Große Samples sind bekanntlich gut für die Statistik, und die spricht laut Owen eine klare Sprache. Das Abschneiden der Teilnehmer bei den verschiedenen Tests ließ sich nicht durch eine Größe (vulgo den IQ) erklären. Es brauche mindestens drei verschiedene Kategorien, um das Ergebnis in Zahlen zu fassen. Als da wären: Kurzzeitgedächtnis, logisches Denken und sprachliche Fähigkeiten.

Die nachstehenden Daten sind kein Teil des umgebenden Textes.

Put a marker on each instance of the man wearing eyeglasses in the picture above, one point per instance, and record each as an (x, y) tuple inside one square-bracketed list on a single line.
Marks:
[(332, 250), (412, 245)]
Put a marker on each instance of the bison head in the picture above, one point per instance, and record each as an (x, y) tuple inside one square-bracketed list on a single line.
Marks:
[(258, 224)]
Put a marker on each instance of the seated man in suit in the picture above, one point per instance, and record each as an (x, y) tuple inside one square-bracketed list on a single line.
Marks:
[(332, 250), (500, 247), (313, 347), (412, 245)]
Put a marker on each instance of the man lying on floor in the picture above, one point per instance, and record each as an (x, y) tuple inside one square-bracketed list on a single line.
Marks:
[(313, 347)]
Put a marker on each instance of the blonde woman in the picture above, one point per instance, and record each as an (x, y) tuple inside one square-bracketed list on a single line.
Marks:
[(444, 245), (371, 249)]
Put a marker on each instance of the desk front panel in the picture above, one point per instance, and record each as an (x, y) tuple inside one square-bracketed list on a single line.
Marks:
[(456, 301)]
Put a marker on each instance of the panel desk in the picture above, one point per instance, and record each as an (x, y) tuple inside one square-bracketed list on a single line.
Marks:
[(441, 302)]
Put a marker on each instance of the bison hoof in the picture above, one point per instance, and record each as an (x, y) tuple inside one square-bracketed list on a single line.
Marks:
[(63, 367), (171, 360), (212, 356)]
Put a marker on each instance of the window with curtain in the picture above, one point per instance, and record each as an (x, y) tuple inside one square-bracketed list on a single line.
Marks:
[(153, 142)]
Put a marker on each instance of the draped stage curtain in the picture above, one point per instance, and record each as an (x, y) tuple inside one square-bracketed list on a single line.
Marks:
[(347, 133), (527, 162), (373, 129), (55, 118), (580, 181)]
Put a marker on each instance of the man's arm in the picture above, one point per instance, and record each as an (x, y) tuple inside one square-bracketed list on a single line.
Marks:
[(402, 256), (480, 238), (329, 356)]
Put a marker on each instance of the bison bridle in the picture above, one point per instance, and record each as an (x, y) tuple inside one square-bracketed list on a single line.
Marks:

"Geistiges Training verbesserte das Abschneiden der Teilnehmer nicht. Das Alter hingegen wirkt sich nachweislich negativ auf das Gedächtnis und das logische Denken aus", sagt Owen. Laut Studie ist der Intellekt bis Mitte 20 frisch, danach geht es kontinuierlich bergab.

Es sei denn man zockt regelmäßig auf dem Computer. Die kanadischen Psychologen fanden nämlich ein paar überraschende Einflussfaktoren: Regelmäßig mit dem PC zu spielen, wirkt sich laut Studie tatsächlich positiv auf das Merkvermögen und die Logik aus. Rauchen und Angstzustände sind hingegen schlecht. Sie beeinträchtigen das Kurzzeitgedächtnis.

Owen und seine Mitarbeiter führten auch eine Reihe von Gehirnstudien durch, die ihre Statistik zu bestätigen scheinen. Demnach beanspruchen Gedächtnis, Logik und Sprache unterschiedliche Netzwerke im Gehirn. Die Teilung des IQs in drei eigenständige Kategorien wäre also keine willkürliche. Nun müssen ihnen nur noch die Fachkollegen folgen. So wie es einst Spearman.